Depuis plusieurs décennies, le tourisme s’est inscrit dans une logique de croissance sans limite, qui n’est à mon sens absolument plus compatible avec les impératifs de transition écologique. On peut citer l’artificialisation des territoires, le gigantisme des
navires de croisière et ses effets sur la planète, tout comme les avions et les vols Paris-Lisbonne à 30 euros qui font que l’on part pour une offre, sans même savoir où l’on va…

La crise, qui a tout arrêté d’un coup, montre par ailleurs que c’est une économie très vulnérable. Elle aura aussi permis d’ouvrir la réflexion alors que jusqu’ici, on critiquait plus volontiers les usines, les industries polluantes, car le tourisme bénéficiait encore d’une forme de mystification qui laissait penser qu’il pouvait contribuer au dialogue entre les peuples…

C’est-à-dire ?

Je pense que l’idée que le tourisme était fortement vertueux, qu’il amenait de la richesse et permettait de mieux vivre s’est fissurée ces dernières années… Des masses de visiteurs ont débarqué, avec un surtourisme qui touche parfois des villes entières ! Les prix des loyers a augmenté, il y a parfois eu de la contestation de la part des populations locales qui ont dû s’éloigner à cause de la touristification de certains quartiers. Tout l’argumentaire de la rencontre est tombé à l’eau, car on ne trouve plus dans ces secteurs que des marchands, ou des habitants qui vivent pour le tourisme, dans des conditions pas toujours très rose.

A vous écouter, il faudrait arrêter de partir en vacances ?

Non mais je pense qu’il faut retrouver du sens dans nos déplacements, reréfléchir au « pourquoi on part », y trouver une dimension presque philosophique. Le tourisme est une économie de la compensation qui permet d’oublier ses conditions de vie quotidiennes peu stimulantes voire accablantes, donc posons-nous cette question : « qu’est-ce qu’on part chercher ailleurs que l’on pourrait trouver ici ? »

Les congés payés et le développement des loisirs a été une manière de manager les salariés, rendre le travail supportable, ce qui peut nous questionner sur nos conditions de travail, notre quotidien. On pourrait aussi réinterroger le rôle du parcours, qui pourrait être plus important que celui de la destination. Faire un cheminement qui se ferait depuis le pas de sa porte, des
voyages plus longs et/ou moins loin. Ce serait une sorte de relocalisation du voyage, que le tourisme a transformé en produit.

Le retour du train de nuit, l’essor du cyclotourisme, ou le succès de la « destination France » cet été ne sont-ils pas de premières bonnes pistes ?
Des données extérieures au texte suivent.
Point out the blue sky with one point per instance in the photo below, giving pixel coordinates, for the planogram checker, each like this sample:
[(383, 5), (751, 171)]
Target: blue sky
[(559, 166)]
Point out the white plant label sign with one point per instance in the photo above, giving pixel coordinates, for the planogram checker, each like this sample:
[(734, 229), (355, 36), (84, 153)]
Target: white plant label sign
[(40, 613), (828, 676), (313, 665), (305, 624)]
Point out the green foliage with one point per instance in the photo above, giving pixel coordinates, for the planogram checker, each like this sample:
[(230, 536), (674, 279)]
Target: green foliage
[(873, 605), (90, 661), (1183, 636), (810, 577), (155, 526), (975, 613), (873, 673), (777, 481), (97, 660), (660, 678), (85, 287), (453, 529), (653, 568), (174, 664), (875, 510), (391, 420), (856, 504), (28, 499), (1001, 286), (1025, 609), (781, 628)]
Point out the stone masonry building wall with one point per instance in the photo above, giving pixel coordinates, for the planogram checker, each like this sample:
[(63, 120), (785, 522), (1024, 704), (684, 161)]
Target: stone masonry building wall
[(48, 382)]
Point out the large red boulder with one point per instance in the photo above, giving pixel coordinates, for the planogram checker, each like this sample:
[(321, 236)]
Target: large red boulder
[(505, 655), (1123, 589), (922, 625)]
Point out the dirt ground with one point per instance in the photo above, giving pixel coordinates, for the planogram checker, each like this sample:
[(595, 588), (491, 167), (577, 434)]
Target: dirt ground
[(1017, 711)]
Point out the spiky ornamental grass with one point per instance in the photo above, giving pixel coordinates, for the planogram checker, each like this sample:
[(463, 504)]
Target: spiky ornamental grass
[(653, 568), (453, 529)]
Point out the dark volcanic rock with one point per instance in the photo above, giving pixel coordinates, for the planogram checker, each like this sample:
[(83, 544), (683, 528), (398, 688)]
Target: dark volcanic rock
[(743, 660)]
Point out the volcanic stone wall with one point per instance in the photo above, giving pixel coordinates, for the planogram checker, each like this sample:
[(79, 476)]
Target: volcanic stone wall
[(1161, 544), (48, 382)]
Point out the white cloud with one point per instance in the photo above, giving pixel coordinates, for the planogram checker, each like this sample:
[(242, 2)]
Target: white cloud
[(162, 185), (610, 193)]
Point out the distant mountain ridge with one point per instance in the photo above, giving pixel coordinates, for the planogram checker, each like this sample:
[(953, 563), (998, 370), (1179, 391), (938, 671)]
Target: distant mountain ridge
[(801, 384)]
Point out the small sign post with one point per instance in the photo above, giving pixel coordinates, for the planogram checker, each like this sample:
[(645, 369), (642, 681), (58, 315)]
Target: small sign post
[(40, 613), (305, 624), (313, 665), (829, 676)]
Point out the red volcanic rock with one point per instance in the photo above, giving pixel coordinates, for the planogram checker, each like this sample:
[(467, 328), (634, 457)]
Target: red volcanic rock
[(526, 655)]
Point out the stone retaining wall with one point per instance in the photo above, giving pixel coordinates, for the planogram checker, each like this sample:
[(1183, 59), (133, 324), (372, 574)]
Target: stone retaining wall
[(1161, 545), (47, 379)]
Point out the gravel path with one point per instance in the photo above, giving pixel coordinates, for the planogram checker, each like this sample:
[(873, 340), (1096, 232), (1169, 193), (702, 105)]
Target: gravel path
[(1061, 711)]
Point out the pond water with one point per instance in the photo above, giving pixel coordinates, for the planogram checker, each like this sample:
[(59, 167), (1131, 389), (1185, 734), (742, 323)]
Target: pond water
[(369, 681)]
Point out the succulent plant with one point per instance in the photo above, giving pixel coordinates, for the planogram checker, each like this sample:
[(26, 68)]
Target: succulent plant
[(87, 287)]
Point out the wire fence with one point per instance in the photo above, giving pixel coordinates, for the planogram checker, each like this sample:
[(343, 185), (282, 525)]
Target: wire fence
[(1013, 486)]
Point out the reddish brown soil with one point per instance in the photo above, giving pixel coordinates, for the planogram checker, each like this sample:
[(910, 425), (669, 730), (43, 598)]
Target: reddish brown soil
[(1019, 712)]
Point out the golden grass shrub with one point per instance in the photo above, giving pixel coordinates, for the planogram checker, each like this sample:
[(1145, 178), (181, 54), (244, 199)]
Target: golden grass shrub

Ça va dans le bon sens mais ces pratiques, qui ont aussi besoin d’aménagement et sont aussi soumises au marketing, s’ajoutent et ne se remplacent pas. Quant au succès du tourisme local, est-ce réellement une tendance ou est-ce le fruit des contraintes liées au virus ? Je ne suis pas là pour culpabiliser qui que ce soit, je pense que chacun doit agir en conformité avec ses propres idées, mais ce modèle ne va pas pouvoir perdurer très longtemps. La question est politique et il faut des réponses coordonnées. Le secteur est en tout cas à la croisée des chemins : certains ne souhaitent pas repartir comme avant, mais il est encore trop tôt pour savoir ce qu’il adviendra.